Re: [htdig] htdig


Subject: Re: [htdig] htdig
From: Gilles Detillieux (grdetil@scrc.umanitoba.ca)
Date: Thu Jan 11 2001 - 09:13:24 PST


According to Geoff Hutchison:
> No regular expressions needed. You can limit URLs based on query patterns
> already. See the bad_querystr attribute:
> <http://www.htdig.org/attrs.html#bad_querystr>
...
> On Thu, 11 Jan 2001, Richard Bethany wrote:
> > I'm the SysAdmin for our web servers and I'm working with Chuck (who does
> > the development work) on this problem. Here's the "nuts & bolts" of the
> > problem. Our entire web server is set up with a menuing system being run
> > through PHP3. This menuing system basically allows local documents/links to
> > be reached via a URL off of the PHP3 file.
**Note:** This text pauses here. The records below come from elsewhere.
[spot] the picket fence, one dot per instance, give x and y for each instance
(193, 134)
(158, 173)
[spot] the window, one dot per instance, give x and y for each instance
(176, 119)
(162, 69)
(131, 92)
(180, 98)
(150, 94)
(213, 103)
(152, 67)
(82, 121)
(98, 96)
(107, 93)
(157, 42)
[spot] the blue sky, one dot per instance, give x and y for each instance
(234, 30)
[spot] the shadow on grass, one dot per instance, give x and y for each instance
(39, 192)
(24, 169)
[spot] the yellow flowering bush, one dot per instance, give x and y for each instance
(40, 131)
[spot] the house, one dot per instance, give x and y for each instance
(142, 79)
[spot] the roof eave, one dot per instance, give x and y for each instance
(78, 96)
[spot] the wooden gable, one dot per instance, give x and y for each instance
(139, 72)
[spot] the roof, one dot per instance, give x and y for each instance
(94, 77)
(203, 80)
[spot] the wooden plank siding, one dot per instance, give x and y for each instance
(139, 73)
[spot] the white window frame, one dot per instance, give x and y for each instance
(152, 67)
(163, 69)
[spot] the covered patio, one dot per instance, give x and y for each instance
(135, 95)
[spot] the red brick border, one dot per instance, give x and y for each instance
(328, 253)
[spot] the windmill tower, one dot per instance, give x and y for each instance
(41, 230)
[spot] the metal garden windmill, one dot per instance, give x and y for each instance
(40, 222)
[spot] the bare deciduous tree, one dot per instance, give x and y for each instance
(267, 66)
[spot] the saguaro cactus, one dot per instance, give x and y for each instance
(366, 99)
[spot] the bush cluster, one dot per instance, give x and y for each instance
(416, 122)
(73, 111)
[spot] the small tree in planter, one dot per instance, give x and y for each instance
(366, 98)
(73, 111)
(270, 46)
In other words, if I try to
> > access a particular page it will be accessed as
> > http://ourweb.com/DEPT/index.php3?i=1&e=3&p=2:3:4:.
> >
> > In this scenario the only relevant piece of info is the "i" value; the
> > remainder of the info simply describes which portions of the menu should be
> > displayed. What ends up happening is that, for a page with eight(8) main
> > menu items, 40,320 (8*7*6*5*4*3*2*1) different "hits" show up in htDig for
> > each link!! I essentially need to exclude any URL where "p" has more than
> > one value (i.e. - &p=1: is okay, &p=1:2: is not).
> >
> > I've looked through the mailing list archives and found a great deal of
> > discussion on the topic of regular expressions with exclusions and also some
> > talk of stripping parts of the URL, but I've seen nothing to indicate that
> > any of this has actually been implemented. Do you know if there is any
> > implementation of this? If not, I saw a reply to a different problem from
> > Gilles indicating that the URL::normalizePath() function would be the best
> > place to start hacking so I guess I'll try that.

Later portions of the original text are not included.